Nous avons une petite piste d'atterrissage pour desservir notre population, que nous avons payée nous-mêmes. Le gouvernement en a pris le contrôle et il y a trois ans, il a dépensé 3 millions de dollars pour agrandir l'espace de stationnement à côté de cette piste d'atterrissage. Ce n'était pas pour répondre aux besoins des gens de la place, mais plutôt pour répondre aux besoins du grand nombre de pêcheurs sportifs qui viennent chaque année. Ce petit aéroport est congestionné tous les jours pendant l'été.

Nous avons des camps de pêche dans le détroit Milbanke pour accueillir les pêcheurs sportifs. Ils n'apportent aucune richesse à nos collectivités. Ils passent tout droit sans s'arrêter. Pourtant, ils influent sur la situation économique de notre peuple et sur notre pêche de consommation. Ils ont des répercussions énormes sur nous et il n'y a aucun contrôle.

Le président : Monsieur Newman, vous avez parlé de la salmoniculture. Nous avons rédigé un rapport en 2001 que vous aimeriez peut-être lire. Dans ce rapport, nous avons parlé de la salmoniculture et de la pisciculture. Ce rapport se trouve sur notre site Web. Il s'agit d'un excellent rapport.

Le sénateur Mahovlich : Messieurs, merci d'être venus.

Je sais que les remontes de poisson s'améliorent dans le fleuve Fraser.

Vous avez fait allusion dans votre présentation au rapport Williams de 2004, qui condamnait les Premières nations pour la pêche illégale et le braconnage. Pourtant, les Premières nations ont le droit de pêcher en vertu de la Constitution. S'agit-il d'un problème majeur pour vous et est-ce que le problème a été réglé?

M. Narcisse : La question du poisson manquant n'est pas nouvelle pour nous. La question a été soulevée pour la première fois en 1994, lorsque John Fraser a été chargé d'examiner la situation.

Le sénateur Mahovlich : Est-ce que John Fraser travaillait pour le ministère provincial des Pêches?

M. Narcisse : Il était le précédent président du Conseil pour la conservation des ressources halieutiques du Pacifique et il est maintenant président du Pacific Salmon Forum. Il a été acheté par la province de la Colombie-Britannique pour diriger son forum.

Malheureusement, la Colombie-Britannique et le Canada n'ont pu s'entendre en vertu de l'accord Colombie- Britannique-Canada pour mettre en place complètement le Conseil pour la conservation des ressources halieutiques du Pacifique. Le but était d'amener le Canada et la Colombie-Britannique ensemble pour examiner la situation en collaboration. Je suis membre d'office de la CCRHP et John Fraser a quitté le bateau pour aller travailler pour la province au Pacific Salmon Forum.
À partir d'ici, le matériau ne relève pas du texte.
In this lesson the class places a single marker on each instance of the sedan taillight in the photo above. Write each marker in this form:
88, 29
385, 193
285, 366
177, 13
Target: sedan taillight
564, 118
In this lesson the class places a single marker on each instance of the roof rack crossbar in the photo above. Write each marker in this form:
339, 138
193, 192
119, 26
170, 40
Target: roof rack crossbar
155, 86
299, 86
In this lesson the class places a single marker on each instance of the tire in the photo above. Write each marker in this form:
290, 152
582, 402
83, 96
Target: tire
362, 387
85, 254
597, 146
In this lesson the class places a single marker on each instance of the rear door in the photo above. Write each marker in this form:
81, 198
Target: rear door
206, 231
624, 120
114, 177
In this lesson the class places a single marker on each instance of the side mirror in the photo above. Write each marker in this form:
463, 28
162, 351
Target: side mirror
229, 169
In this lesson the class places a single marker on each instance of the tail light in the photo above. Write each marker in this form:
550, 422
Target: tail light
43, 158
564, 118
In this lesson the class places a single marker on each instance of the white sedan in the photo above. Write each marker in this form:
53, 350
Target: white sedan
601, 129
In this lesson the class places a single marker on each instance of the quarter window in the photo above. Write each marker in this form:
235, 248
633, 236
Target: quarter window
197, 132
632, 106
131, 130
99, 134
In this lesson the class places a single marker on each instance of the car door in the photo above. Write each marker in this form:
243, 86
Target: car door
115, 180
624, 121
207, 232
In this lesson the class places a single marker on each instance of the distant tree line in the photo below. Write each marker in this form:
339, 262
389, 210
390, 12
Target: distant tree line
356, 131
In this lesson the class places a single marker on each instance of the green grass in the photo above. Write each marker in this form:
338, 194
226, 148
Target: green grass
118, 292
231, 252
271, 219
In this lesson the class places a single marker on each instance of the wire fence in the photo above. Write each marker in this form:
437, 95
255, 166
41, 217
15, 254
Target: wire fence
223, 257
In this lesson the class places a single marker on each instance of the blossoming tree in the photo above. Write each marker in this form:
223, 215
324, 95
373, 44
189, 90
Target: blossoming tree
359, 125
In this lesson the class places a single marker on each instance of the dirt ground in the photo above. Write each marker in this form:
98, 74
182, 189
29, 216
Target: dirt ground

M. Newman : Je raconte aux gens la première fois que j'ai vu le sénateur Mahovlich au comité. J'ai pensé : « Qu'est- ce qu'un joueur de hockey connaît à la pêche? »

Le rapport Williams a fait beaucoup de tort, non seulement aux gens du fleuve Fraser, mais à tous les Autochtones de la Colombie-Britannique. La personne qui était assise à côté de moi dans l'avion hier soir m'a demandé le but de mon voyage. Je lui ai dit que je m'occupais de politique et que je venais faire un exposé devant le Comité sénatorial permanent des pêches et des océans. Elle a dit que les Amérindiens vendaient du poisson illégalement. Tout ce qu'elle savait au sujet des Premières nations, c'est que nous vendons du poisson illégalement. Voilà le résultat de l'enquête Williams. Cela a fait beaucoup de tort à nos gens. On ne parle pas des autres qui pêchent illégalement en Colombie- Britannique ou du pourcentage de personnes non autochtones qui participent à la pêche illégale en Colombie- Britannique.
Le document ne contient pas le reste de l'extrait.